I keep thinking about the old WalMart building here (they built a new one, even bigger and badder, just down the road), how it could be turned into a warren of tiny start-up businesses that cross-pollinate each other like busy bees. And about the Trillium Horticultural Park, a visionary project that promises to do its part in transforming Bloomington into a post-industrial, working-with-nature (i.e., permacultural, permanent-cultural) epoch. Here’s an inspiring swords-to-plowshares story about an enormous old complex that used to turn out Navy war ships, now incubating small businesses.
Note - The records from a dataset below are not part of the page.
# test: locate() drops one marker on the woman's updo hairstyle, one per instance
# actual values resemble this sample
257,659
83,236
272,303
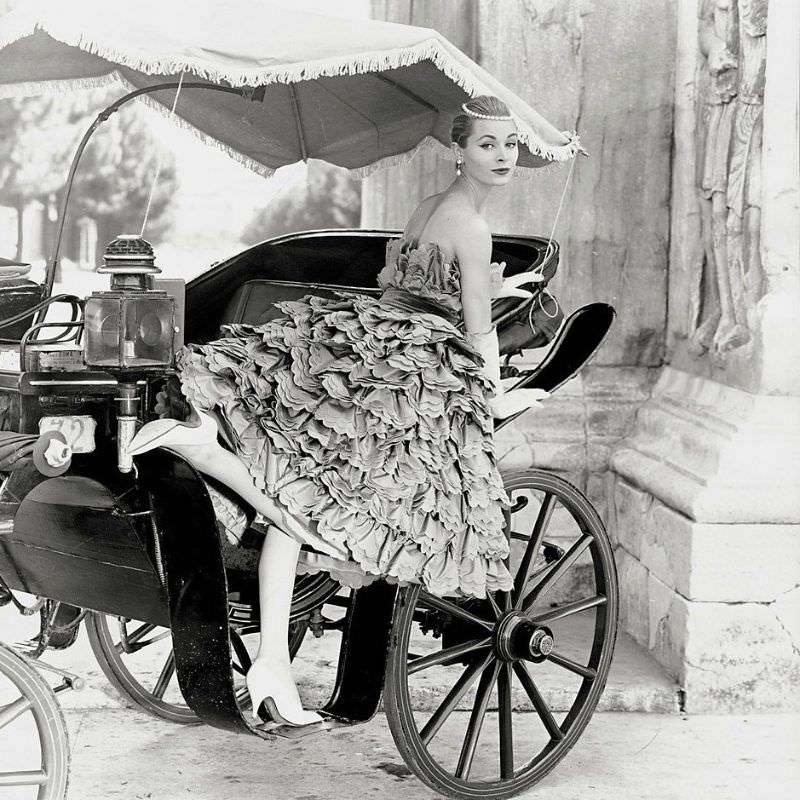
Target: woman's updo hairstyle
482,107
Thanks to businessinsider.com.
How The Brooklyn Navy Yard Has Become The National Model For Creating Manufacturing Jobs
In a time of diminished manufacturing jobs in the United States and high unemployment, many Americans are wondering if the times of actually making things in this country are gone forever.
There’s at least one person who may have the answer.
“The days of the smoke stacks are gone,” says Andrew Kimball, president of the Brooklyn Navy Yard Development Corporation (BNYDC). But it’s clear from the 300 acres and 40 buildings he leases to small and medium-size businesses at the Brooklyn Navy Yard, that manufacturing isn’t.
We recently visited the Navy Yard to see how the BNYDC is reviving this once-industrial hub in New York and perhaps creating a model for a new type of manufacturing in the United States.